Peel the cucumber and cut it into match-stick shreds. Place in a bowl with the chiles, shallot, ginger and garlic. Toss with the lime juice, fish sauce, sugar, salt and the oils and let sit for 20-30 minutes. Add this dressing to the chicken and mix thoroughly. Stir in the cilantro leaves, garnish with peanuts and serve.

Serves 6 or 18 as an appetizer

Per serving: 220 calories, 30 g protein, 8 g carbohydrate, 6 g fat (2 g saturated), 86 mg cholesterol, 951 mg sodium, 1 g fiber.

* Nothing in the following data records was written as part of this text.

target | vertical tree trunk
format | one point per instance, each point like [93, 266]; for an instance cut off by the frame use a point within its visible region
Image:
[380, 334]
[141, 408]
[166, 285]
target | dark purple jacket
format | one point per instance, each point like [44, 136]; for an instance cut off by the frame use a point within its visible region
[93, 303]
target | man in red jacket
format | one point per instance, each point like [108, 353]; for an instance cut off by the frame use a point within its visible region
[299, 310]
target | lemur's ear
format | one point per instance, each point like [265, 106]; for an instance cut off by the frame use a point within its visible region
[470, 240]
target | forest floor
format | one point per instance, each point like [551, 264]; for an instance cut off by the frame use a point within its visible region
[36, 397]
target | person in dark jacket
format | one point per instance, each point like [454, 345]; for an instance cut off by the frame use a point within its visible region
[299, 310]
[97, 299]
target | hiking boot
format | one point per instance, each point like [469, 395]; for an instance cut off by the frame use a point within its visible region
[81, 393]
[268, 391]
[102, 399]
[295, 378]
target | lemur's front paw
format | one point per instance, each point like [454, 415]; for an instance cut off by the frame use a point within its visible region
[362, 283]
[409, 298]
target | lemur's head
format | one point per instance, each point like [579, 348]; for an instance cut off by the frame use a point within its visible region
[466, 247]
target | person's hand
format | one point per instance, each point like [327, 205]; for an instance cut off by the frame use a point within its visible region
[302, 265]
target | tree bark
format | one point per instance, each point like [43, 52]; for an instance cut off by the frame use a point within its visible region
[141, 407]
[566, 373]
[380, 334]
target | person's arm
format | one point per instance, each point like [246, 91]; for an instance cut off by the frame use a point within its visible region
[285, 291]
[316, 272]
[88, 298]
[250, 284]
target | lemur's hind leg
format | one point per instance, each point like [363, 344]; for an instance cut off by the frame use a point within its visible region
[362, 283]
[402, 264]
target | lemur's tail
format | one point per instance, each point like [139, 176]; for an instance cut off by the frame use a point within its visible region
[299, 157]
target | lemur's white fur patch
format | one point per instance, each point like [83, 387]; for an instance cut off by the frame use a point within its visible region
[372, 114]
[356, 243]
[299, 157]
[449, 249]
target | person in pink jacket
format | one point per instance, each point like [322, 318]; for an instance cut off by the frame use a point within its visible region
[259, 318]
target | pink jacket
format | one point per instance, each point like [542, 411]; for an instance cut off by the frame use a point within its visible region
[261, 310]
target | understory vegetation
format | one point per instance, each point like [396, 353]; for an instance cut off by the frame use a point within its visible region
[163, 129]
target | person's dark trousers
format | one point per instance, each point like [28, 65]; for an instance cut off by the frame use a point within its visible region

Mary-Anne's notes: To make a rich broth from the chicken broth
You can place the skin and bones back in to the chicken broth to continue simmering to make stock. Add onion, celery, unused cilantro stems, 2 cloves of smashed garlic and desired spices to make a rich stock for later use. This makes a great stock for soups. I usually add two stalks of lemongrass cut in half legthwise nd hacked with the back of a clver to releas the oils. a couple of fresh Kaffir Lime leaves are also add nice fragrance. This broth is good for won tons.

*If you use fresh ginger, peel by scraping the bowl of a spoon over the peeling. I often use pickled baby ginger (Gung Mieng Caravelle Brand) from Thailand. It is found in Asian markets in a 16 ounce glass jar. It is also very convenient to add to stir fries.